Les déserteurs temporels
Traduction : Bruno Martin
Illustration : Wojtek Siudmak
Titre original : The Time-Hoppers
Première parution : 1967

 Pour la présente édition :

Editeur : Pocket
Date de parution : février 1986
ISBN : 2-266-01681-4

   

Robert Silverberg, né à New York en 1936. est l'un des auteurs majeurs de la science-fiction américaine. Son personnage favori est un solitaire, embarrassé par des pouvoirs extraordinaires qui lui font plus de mal que de bien. De tous ses romans, le Fils de l'Homme est celui qu'il aime le plus.

De Silverberg, je possède quelques romans mais ce fut le billet d'un ami qui me décidât de lire celui-ci en premier. Et quelle heureuse surprise ! Enfin un bon petit roman qui se lit d'une traite pour un passionné de SF et plus particulièrement de société Orwellienne, de voyages dans le temps et de surpeuplement mondial. Ce bouquin explore ces trois thèmes autour d'un personnage central : Joe Quellen, Secrétaire Criminel du Gouvernement Suprême, de la Septième Classe. Les dirigeants occupent les premières classes et ont donc accès à des privilèges. Pour les classes inférieures, c'est la promiscuité, du chômage ou encore le rationnement en oxygène.
Quellen est chargé de l'enquête concernant des déserteurs temporels qui s'enfuient vers le vingtième siècle pour tenter de retrouver une vie agréable. Les exodes temporels ont lieu entre 2486 et 2491. Le Gouvernement Suprême s'inquiète pour les paradoxes temporels qui pourraient subvenir. Quellen doit découvrir l'endroit et les organisateurs de ces voyages illicites.

Malgré quelques incohérences entre les réactions philosophiques du Gouvernement Suprême et les actes de Quellen, ce livre est une vraie réussite. On peut regretter également des verbiages médicaux concernant les épisodes envers la secte de régurgitation (d'ailleurs ces passages n'apportent rien à l'intrigue) mais l'ensemble est agréable à lire. La quête de Quellen vers un espace de liberté, la médiocrité pour les autres membres de sa famille, le besoin de liberté individuelle plus fort que l'amour familial... tout s'imbrique à merveille vers une conclusion que chacun se forge.
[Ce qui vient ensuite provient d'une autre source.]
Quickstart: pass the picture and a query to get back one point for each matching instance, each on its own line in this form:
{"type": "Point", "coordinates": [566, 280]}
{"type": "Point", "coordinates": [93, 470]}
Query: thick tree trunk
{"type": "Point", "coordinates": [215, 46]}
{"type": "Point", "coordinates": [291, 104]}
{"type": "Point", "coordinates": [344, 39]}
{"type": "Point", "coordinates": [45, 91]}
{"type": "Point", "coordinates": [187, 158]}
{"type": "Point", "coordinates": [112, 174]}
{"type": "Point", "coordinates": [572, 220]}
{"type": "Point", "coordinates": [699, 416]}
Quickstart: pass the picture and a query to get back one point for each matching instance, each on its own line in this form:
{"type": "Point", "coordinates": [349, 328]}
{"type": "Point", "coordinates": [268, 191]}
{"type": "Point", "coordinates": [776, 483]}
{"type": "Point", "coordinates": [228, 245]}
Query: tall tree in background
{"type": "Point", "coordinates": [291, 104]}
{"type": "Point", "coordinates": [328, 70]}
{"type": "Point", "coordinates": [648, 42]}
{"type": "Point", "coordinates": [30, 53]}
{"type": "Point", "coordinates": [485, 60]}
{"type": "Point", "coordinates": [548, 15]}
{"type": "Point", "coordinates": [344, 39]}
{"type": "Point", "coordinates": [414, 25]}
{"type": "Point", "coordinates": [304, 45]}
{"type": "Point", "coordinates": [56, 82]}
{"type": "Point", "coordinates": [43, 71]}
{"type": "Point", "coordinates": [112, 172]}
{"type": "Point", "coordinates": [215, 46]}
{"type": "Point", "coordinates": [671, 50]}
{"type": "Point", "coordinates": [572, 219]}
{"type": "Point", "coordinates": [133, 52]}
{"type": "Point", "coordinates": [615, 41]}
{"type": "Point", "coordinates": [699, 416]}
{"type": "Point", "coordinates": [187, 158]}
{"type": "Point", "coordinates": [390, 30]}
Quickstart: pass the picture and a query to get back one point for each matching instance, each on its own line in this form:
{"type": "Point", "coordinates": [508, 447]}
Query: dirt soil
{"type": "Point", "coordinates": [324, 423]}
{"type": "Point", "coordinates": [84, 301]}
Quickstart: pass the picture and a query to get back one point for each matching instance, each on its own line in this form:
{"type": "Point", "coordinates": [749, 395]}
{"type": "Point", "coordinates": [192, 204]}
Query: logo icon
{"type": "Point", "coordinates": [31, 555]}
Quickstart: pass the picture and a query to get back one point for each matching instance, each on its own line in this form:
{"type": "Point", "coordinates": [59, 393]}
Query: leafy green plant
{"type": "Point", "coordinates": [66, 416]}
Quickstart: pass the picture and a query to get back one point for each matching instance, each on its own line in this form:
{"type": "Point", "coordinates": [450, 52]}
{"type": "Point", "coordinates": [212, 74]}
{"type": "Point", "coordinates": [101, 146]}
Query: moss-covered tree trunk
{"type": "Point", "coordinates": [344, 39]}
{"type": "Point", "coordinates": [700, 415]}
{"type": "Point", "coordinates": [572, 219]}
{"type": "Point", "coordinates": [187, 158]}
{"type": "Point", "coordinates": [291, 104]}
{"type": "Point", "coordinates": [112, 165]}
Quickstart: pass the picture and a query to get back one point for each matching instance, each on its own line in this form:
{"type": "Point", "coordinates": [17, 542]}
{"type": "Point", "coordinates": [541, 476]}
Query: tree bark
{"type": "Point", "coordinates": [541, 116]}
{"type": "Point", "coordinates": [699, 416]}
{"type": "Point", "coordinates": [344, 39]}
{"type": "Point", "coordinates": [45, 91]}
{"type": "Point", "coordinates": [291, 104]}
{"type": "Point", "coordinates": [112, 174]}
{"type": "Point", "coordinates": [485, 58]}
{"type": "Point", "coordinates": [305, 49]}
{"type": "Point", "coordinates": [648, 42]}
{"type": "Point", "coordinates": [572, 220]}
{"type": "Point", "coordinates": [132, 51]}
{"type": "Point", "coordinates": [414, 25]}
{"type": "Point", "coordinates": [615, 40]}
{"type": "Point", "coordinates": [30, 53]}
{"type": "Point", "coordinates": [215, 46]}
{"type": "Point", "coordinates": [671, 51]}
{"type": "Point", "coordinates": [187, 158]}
"Joe Quellen, le Secrétaire Criminel, détestait la foule et adorait les crocodiles. Il s'était donc approprié un petit coin d'Afrique, dont il avait fait son jardin secret : illégalité mineure, mais étonnante chez ce bureaucrate modèle. En fait, les illégalités se multipliaient : le surpeuplement avait atteint la cote d'alerte, et le Gouvernement Suprême avait la main lourde ; certains chômeurs, pour un prix modique, émigraient dans le passé sans espoir de retour. On en avait repéré beaucoup au XXIe siècle, et l'on savait que les départs avaient eu lieu entre 2486 et 2491. En l'an de grâce 2490, le moment était proche où le trafic s'interromprait — un moment attendu avec perplexité depuis cinq cents ans. Quellen traquait les resquilleurs et l'organisation qui leur permettait de faire le saut. Mettrait-il fin aux désertions ? Changerait-il le passé ? Gênerait-il des manipulateurs occultes ? Quellen avait de bonnes idées ; il en faudrait beaucoup dans cette partie de poker aveugle où rien ne serait à négliger — pas même un petit coin d'Afrique."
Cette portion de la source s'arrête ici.